The fireworks that shoot up over the river are a gorgeous and dazzling sight. They represent the greatness we can achieve when we work together. But the small fireworks represent the energy and force of individual initiative. Both are needed and both are vital to the health of a working democracy. Within the great blaze in the sky reminding us that we all stand beneath one greater light, there is nothing more than anarchy. But without the smaller fireworks displays, the individual is robbed of individual initiative and joy.



An independence day that forbids the independent spirit of Americans is not fundamentally different than the fireworks displays of any other nation, free or not. The joining together of a people means nothing if they are treated as nothing more than cogs in a great machine without free will. Such a system crushes the initiative of the individual for a collective good that is defined as his own good by the forces of authority. Such a system cannot long remain free, for freedom derives from the individual. As individuals in a government of adults we choose within a social contract to restrain ourselves from certain actions. But in a government of children, there is only the mass, a dangerous mass that must be restrained from wrong thinking and wrongdoing.

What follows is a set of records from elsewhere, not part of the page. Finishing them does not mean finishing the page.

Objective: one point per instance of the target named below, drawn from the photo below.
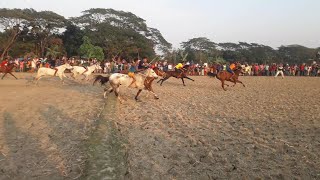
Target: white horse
(143, 82)
(79, 70)
(43, 71)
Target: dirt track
(270, 129)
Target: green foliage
(72, 39)
(88, 50)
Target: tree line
(106, 33)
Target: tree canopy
(105, 33)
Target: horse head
(151, 73)
(68, 66)
(97, 66)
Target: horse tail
(101, 79)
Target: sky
(268, 22)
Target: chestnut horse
(167, 74)
(8, 69)
(226, 76)
(143, 82)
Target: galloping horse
(43, 71)
(143, 81)
(167, 74)
(79, 70)
(8, 69)
(226, 76)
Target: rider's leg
(55, 71)
(85, 71)
(133, 79)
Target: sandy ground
(270, 129)
(42, 128)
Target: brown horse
(167, 74)
(8, 69)
(227, 76)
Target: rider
(4, 63)
(85, 67)
(55, 68)
(132, 70)
(231, 68)
(178, 68)
(143, 64)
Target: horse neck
(93, 67)
(62, 67)
(11, 66)
(237, 72)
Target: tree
(72, 39)
(121, 24)
(44, 24)
(12, 22)
(90, 51)
(200, 49)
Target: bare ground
(270, 129)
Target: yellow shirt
(179, 66)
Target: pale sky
(269, 22)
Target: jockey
(4, 63)
(55, 68)
(178, 67)
(142, 65)
(85, 67)
(132, 70)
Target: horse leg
(116, 92)
(150, 89)
(240, 82)
(222, 84)
(163, 80)
(105, 91)
(136, 98)
(183, 82)
(189, 78)
(13, 75)
(4, 75)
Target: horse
(79, 70)
(226, 76)
(9, 68)
(143, 82)
(43, 71)
(167, 74)
(102, 79)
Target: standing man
(280, 71)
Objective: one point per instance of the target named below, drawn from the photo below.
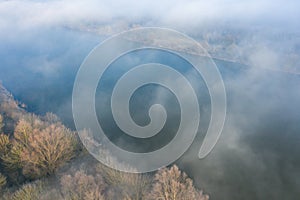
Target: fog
(43, 43)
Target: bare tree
(172, 184)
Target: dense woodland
(42, 159)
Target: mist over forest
(255, 45)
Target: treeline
(42, 159)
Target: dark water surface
(257, 156)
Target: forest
(40, 158)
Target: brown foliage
(172, 184)
(1, 123)
(81, 186)
(122, 185)
(39, 148)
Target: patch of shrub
(2, 182)
(29, 191)
(81, 186)
(122, 185)
(172, 184)
(38, 148)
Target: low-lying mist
(257, 156)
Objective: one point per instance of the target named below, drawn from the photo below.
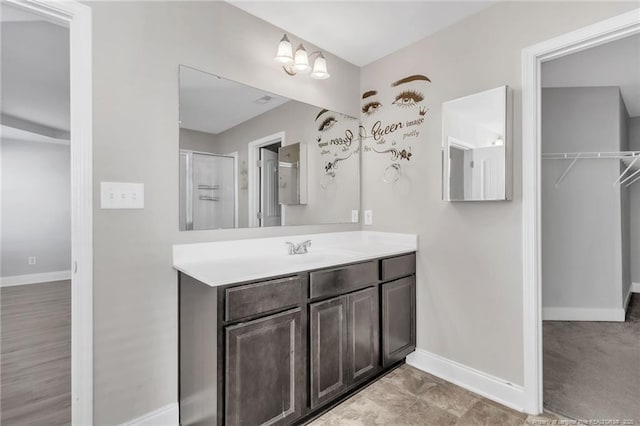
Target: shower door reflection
(207, 191)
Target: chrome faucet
(299, 248)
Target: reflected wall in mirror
(250, 158)
(476, 147)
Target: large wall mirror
(476, 147)
(249, 158)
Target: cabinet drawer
(343, 279)
(396, 267)
(252, 299)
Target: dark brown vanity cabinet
(278, 351)
(328, 333)
(264, 369)
(398, 319)
(344, 346)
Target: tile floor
(408, 396)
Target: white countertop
(227, 262)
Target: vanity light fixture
(299, 63)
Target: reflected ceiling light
(299, 63)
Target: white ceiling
(35, 69)
(25, 136)
(361, 31)
(612, 64)
(211, 104)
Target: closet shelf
(630, 159)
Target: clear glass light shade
(285, 51)
(320, 68)
(302, 61)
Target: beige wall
(195, 140)
(584, 258)
(137, 49)
(634, 190)
(470, 260)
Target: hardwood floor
(35, 352)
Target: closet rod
(627, 169)
(590, 155)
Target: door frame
(602, 32)
(77, 17)
(253, 176)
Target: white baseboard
(469, 378)
(628, 299)
(583, 314)
(35, 278)
(169, 415)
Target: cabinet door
(264, 377)
(398, 320)
(328, 324)
(363, 336)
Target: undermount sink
(314, 256)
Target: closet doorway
(590, 187)
(582, 342)
(46, 375)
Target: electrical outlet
(368, 217)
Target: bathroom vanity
(272, 338)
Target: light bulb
(302, 60)
(320, 68)
(285, 51)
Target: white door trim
(77, 17)
(532, 57)
(253, 176)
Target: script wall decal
(392, 118)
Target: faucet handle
(304, 246)
(291, 247)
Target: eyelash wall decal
(371, 107)
(395, 154)
(408, 99)
(327, 124)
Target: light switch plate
(121, 195)
(368, 217)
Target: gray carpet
(592, 369)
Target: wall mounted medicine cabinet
(476, 147)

The greatest weakness of the War on Terror is that it is being conducted while disdaining the contributions of individual Americans in fighting terrorism by condescending authorities that preach to us that the path to victory is through a shopping spree at Best Buy, rather than by combating Islamism at home. The real revolution will come when the government is again prepared to treat Americans as partners rather than dependents and to unleash the power of Americans in the face of all threats, political, military and economic. For the light that millions of Americans can create easily outshines even the bright glare of any corporate spectacular.

Comments

  1. I agree, she said while setting off fireworks with her hand held sparkler.

    ReplyDelete
  2. Anonymous8/7/08

    Hi Sultan,

    Sorry to post this here but you have "Bob from Brockley" listed in your blogroll under "US Politics". He is actually from the UK and spends more time on political issues over there than discussing American politics.

    Hope you had a nice 4th.

    --TNC

    ReplyDelete
  3. yes i know, I don't have a european section yet, so it usually defaults to local politics

    maybe i'll move it around

    ReplyDelete
  4. Anonymous8/7/08

    Cool. Just wanted to let you know.

    Take it easy.

    --TNC

    ReplyDelete
  5. Nunchuks were rice flails. The farmers turned their farming tools into weapons. It was the only way to defend themselves against the military and other unlikeables.

    Lesson learned: don't muck with farmers for they are nasty and know how to use a pitchfork and other interesting devices.